Sulla base dei proclami di Trump durante la campagna e dei consiglieri, donatori e sostenitori di cui è circondato, ci sono tutte le ragioni per credere che la sua seconda amministrazione continuerà a spingere ulteriormente lungo questo percorso bipartisan per eliminare la “questione palestinese” una volta per tutte.

Possiamo aspettarci di vedere un sostegno più incondizionato a Israele per annettere ufficialmente la maggior parte della Cisgiordania, la colonizzazione israeliana permanente di parti della Striscia di Gaza, l’espulsione di masse di palestinesi con il pretesto di perseguire “pace, sicurezza e prosperità”, e il progresso dell’integrazione economica e di sicurezza di Israele nella regione per indebolire l’Iran e i suoi alleati, compresa la Cina.

Coloro che ostacolano questo piano sono il popolo palestinese con le sue aspirazioni nazionali alla libertà e alla liberazione, così come altre nazioni del mondo arabo che sono stanche della guerra, della violenza politica, della repressione e dell’impoverimento.

L’amministrazione Trump cercherà di affrontare questa resistenza comprando le persone con incentivi economici e la minaccia di violenza e repressione. Ma questo approccio avrà – come ha sempre avuto – un impatto limitato.

La resistenza a questi piani persisterà perché i palestinesi e altri nella regione capiscono che rinunciare al proprio diritto alla giustizia significa rinunciare alla propria identità di essere umano libero e dignitoso. E le persone preferiscono subire le minacce dell’impero piuttosto che rinunciare alla propria umanità.

Ciò che ciò significa in definitiva è che non solo la resistenza persisterà, ma è probabile che cresca e si intensifichi, avvicinando il mondo a un percorso di grandi guerre – l’esatto opposto di ciò per cui un vasto numero di americani ha votato nelle elezioni del 5 novembre.

I palestinesi, le altre nazioni della regione e, in una certa misura, gli americani comuni continueranno a subire le conseguenze di una politica estera bipartisan che ha portato gli Stati Uniti su un percorso fondamentalmente distruttivo di genocidio e guerra.

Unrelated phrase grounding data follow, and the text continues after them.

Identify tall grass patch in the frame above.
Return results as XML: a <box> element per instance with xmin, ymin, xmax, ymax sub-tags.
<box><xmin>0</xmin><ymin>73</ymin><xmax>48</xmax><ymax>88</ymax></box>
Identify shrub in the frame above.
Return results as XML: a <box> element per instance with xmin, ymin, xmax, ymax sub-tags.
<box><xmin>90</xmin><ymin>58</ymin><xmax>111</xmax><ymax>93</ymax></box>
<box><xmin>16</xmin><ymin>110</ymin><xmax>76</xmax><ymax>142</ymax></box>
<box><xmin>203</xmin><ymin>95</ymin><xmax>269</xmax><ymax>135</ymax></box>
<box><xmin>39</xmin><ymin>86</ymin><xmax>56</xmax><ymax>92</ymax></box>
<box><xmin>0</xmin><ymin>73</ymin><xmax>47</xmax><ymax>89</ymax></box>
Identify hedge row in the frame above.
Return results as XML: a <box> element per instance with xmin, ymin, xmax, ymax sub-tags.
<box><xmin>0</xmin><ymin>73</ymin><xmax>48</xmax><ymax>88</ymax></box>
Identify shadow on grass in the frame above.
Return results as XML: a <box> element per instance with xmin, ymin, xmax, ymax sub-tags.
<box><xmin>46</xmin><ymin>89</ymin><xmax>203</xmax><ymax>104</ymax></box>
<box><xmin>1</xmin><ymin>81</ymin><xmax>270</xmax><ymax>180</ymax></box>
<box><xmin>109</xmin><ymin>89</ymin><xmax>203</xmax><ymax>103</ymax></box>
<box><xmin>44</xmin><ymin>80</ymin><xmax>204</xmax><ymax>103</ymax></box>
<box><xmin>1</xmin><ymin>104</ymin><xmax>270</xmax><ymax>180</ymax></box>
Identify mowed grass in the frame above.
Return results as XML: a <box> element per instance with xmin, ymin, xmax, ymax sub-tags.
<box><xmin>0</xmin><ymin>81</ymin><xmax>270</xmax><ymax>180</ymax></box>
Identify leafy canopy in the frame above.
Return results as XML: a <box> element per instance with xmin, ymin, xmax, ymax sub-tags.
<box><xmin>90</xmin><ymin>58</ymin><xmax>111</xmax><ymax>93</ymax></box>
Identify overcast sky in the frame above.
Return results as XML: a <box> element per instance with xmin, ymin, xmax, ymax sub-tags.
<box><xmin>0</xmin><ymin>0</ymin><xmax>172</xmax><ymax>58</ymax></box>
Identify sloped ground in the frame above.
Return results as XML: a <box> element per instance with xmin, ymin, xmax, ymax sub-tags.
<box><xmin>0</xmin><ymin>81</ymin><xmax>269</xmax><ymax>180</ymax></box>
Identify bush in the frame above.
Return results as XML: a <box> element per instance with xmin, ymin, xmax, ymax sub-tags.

Le opinioni espresse in questo articolo appartengono all’autore e non riflettono necessariamente la posizione editoriale di Oltre La Linea.

Daniele Bianchi

Daniele Bianchi, nativo di Roma, è il creatore del noto sito di informazione Oltre la Linea. Appassionato di giornalismo e di eventi mondiali, nel 2010 Daniele ha dato vita a questo progetto direttamente da una piccola stanza del suo appartamento con lo scopo di creare uno spazio dedicato alla libera espressione di idee e riflessioni. La sua mission era semplice e diretta: cercare di capire e far comprendere agli altri ciò che sta effettivamente succedendo nel mondo. Oltre alla sua attività di giornalista e scrittore, Daniele investe costantemente nell'arricchimento della sua squadra, coinvolgendo professionisti con le stesse passioni e interessi.